The values of critic_value(fake) and critic_value(real) are inverted by -1 and the overall result in parenthesis has a negative sign. This is also the case for the generator's loss: loss_gen = -torch.mean(gen_fake).
I understand that unlike in chapter 04, the discriminator / critic does not produce a value between 0 and 1 from which we can calculate the loss (namely 1 - prediction for real images from the training dataset and simply prediction for those made by the generator).
Instead, the critic produces a higher value for images classified as "more real" and a lower (negative) value classified as "more fake".

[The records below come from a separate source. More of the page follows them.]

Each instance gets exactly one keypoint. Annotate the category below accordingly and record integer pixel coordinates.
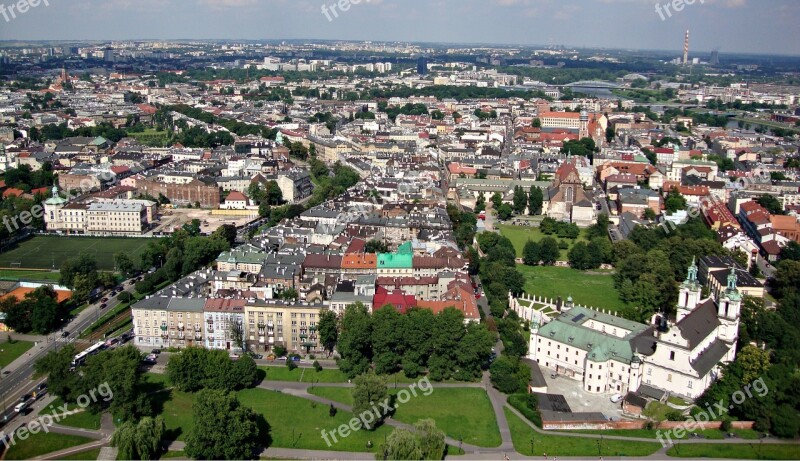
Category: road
(19, 381)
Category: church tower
(584, 130)
(689, 295)
(729, 307)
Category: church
(610, 354)
(566, 200)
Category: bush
(528, 405)
(726, 425)
(674, 415)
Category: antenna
(686, 49)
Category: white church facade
(610, 354)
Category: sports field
(46, 252)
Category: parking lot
(580, 400)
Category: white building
(610, 354)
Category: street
(19, 381)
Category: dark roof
(700, 323)
(651, 392)
(710, 357)
(743, 278)
(635, 400)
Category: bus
(80, 358)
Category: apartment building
(275, 323)
(161, 321)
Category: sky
(742, 26)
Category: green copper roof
(569, 329)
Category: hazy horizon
(766, 27)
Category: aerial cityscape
(412, 230)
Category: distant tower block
(584, 129)
(686, 49)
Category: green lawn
(42, 443)
(593, 289)
(736, 451)
(48, 276)
(474, 423)
(11, 351)
(306, 375)
(298, 423)
(84, 419)
(519, 236)
(84, 455)
(559, 445)
(43, 252)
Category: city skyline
(572, 23)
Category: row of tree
(413, 342)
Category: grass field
(519, 236)
(84, 420)
(48, 276)
(593, 289)
(474, 423)
(42, 252)
(306, 375)
(559, 445)
(42, 443)
(736, 451)
(84, 455)
(11, 351)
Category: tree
(226, 232)
(56, 366)
(530, 254)
(497, 200)
(355, 341)
(520, 199)
(124, 263)
(674, 201)
(401, 444)
(223, 429)
(140, 441)
(387, 339)
(369, 391)
(771, 203)
(119, 371)
(376, 246)
(535, 201)
(548, 251)
(579, 257)
(328, 332)
(505, 211)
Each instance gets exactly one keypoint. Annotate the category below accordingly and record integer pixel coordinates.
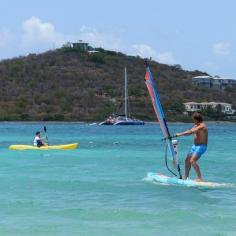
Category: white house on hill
(226, 108)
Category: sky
(197, 34)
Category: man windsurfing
(199, 147)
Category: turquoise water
(99, 188)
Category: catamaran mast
(126, 95)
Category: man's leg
(187, 166)
(193, 162)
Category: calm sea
(98, 189)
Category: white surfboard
(163, 179)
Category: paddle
(45, 131)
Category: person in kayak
(199, 147)
(38, 140)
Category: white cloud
(146, 51)
(221, 48)
(40, 35)
(5, 37)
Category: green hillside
(70, 85)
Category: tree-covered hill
(71, 85)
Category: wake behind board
(163, 179)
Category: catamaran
(123, 119)
(160, 178)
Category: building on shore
(213, 82)
(226, 108)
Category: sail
(160, 114)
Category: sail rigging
(160, 116)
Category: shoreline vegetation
(71, 85)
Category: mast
(126, 95)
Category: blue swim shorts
(197, 150)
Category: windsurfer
(200, 145)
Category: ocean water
(98, 189)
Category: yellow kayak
(31, 147)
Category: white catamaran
(123, 119)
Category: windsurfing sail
(160, 116)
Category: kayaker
(38, 140)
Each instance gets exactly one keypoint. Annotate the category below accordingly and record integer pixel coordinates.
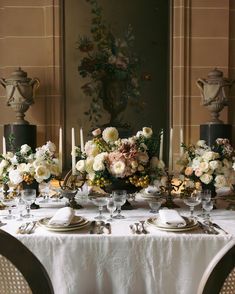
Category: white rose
(206, 178)
(4, 163)
(96, 132)
(89, 165)
(198, 172)
(110, 134)
(42, 172)
(201, 143)
(196, 162)
(91, 149)
(118, 168)
(25, 149)
(143, 157)
(15, 177)
(50, 147)
(147, 132)
(21, 167)
(210, 155)
(215, 164)
(204, 166)
(154, 162)
(98, 166)
(80, 165)
(220, 181)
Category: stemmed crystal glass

Thanks a lot for your feedback.
I found some possible explanations here: https://machinelearningmastery.com/how-to-implement-wasserstein-loss-for-generative-adversarial-networks/
In the case of the generator, a larger score from the critic will result in a smaller loss for the generator, encouraging the critic to output larger scores for fake images. For example, an average score of 10 becomes -10, an average score of 50 becomes -50, which is smaller, and so on.

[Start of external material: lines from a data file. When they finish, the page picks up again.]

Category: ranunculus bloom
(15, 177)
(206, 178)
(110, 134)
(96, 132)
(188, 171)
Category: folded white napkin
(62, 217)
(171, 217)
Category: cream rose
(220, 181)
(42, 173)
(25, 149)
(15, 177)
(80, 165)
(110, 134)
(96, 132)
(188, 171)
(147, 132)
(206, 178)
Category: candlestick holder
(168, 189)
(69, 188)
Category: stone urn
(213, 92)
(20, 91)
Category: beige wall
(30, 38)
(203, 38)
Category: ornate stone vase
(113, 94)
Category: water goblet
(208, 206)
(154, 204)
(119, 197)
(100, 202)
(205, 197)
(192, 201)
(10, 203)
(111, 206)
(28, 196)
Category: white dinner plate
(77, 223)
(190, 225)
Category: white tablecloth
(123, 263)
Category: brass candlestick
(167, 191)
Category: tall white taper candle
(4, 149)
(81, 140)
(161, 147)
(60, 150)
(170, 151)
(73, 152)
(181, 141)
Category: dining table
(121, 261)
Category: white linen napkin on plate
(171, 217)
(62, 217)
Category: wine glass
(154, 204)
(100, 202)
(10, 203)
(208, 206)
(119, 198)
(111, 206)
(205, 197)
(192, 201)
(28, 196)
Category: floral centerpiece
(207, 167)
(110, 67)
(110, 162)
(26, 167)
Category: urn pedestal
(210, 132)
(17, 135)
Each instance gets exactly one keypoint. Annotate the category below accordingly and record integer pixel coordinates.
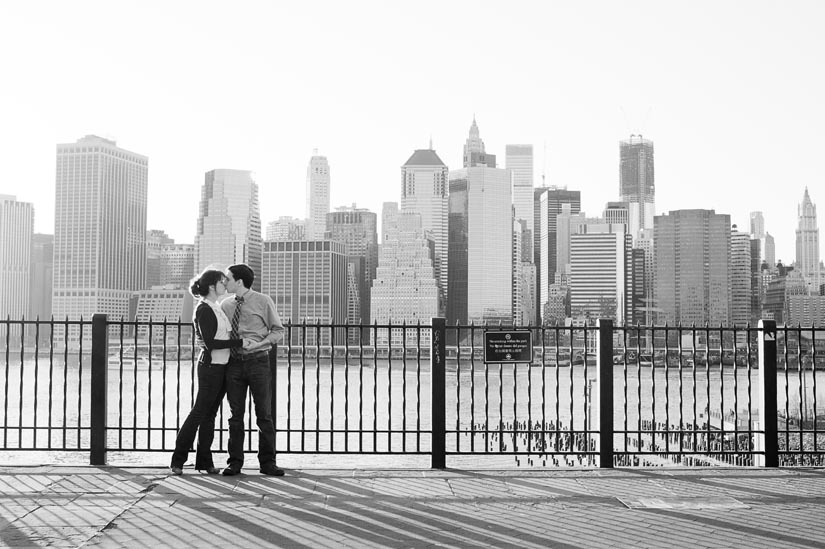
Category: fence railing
(596, 396)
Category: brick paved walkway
(146, 507)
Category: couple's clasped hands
(251, 345)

I think this is consistent with: loss_gen = -torch.mean(gen_fake)
In the case of the critic, a larger score for real images results in a larger resulting loss for the critic, penalizing the model. This encourages the critic to output smaller scores for real images. For example, an average score of 20 for real images and 50 for fake images results in a loss of -30; an average score of 10 for real images and 50 for fake images results in a loss of -40, which is better, and so on.
In the formula used in the book, the resulting loss has a negative sign, so the statement would be inverted I think:
loss_critic=-(torch.mean(critic_real) - torch.mean(critic_fake))

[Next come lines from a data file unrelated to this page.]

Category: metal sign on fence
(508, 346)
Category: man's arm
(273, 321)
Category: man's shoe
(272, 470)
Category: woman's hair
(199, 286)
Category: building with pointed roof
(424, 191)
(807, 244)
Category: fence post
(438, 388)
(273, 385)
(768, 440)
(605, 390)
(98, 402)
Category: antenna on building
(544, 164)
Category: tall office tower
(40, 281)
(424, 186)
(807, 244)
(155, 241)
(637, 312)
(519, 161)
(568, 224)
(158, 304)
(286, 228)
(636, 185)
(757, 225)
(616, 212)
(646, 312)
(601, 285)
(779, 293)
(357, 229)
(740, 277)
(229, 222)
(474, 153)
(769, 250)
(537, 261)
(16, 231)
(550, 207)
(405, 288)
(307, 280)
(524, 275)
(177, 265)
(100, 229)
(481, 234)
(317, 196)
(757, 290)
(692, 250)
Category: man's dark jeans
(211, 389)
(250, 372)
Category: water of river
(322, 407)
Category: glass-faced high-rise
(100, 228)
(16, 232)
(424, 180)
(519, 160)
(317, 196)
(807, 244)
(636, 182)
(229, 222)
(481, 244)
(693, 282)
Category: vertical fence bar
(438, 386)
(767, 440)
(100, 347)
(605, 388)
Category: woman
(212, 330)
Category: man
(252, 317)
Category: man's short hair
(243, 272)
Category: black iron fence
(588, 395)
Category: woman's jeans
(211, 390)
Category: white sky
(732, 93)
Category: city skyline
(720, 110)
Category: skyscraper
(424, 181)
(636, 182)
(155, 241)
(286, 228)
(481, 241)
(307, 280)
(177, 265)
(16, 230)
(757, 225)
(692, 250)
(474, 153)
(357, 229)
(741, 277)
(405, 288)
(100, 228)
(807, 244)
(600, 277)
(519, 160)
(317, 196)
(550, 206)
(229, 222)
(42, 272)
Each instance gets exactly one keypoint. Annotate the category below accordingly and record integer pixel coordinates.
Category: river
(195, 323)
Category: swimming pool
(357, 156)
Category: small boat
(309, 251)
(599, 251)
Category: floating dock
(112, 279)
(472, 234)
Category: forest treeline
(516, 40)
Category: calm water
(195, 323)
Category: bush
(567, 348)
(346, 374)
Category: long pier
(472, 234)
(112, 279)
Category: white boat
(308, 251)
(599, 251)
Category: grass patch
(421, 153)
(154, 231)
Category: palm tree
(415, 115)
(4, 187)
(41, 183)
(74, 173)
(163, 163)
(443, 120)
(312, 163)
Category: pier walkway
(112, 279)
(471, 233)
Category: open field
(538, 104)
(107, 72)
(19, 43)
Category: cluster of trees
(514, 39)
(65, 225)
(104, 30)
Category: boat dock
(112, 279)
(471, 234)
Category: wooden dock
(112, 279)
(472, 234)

Hi, @tobiasschweizer: Good question. It all starts with the critic() function, which is defined on page 107 as
critic=Critic(img_channels+2,features).to(device)
The critic takes in an image, and produces a score between -infinity and infinity: the critic's job is to give a real image a high score (ideally infinity) and a fake image a low score (ideally -infinity).
On page 111, you'll see that we define critic_real = critic(real).reshape(-1) critic_fake = critic(fake).reshape(-1)
that is, critic_real is the critic's score assigned to a real image, and critic_fake is the critic's score assigned to the fake image. By minimizing loss_critic=-(torch.mean(critic_real) - torch.mean(critic_fake)), the critic is minimizing critic_fake and maximizing critic_real.
For the generator, we define gen_fake = critic(fake).reshape(-1), which is the critic's score on a piece of fake image. The generator is minimizing loss_gen = -torch.mean(gen_fake), which is to say the generator is trying to maximize the score produced by the critic on the fake image.
Hope this helps.
BTW, all the formulas in the book related to our discussion here are correct.
Hi @markhliu,
Thanks for your explanation.
If I may, let me summarize the critic's loss: The higher the score for the real image and the lower the score for the fake image, the bigger the resulting difference (a large positive number) becomes. The loss is this number with a negative sign, hence the bigger the difference between real and fake scores, the lower the loss.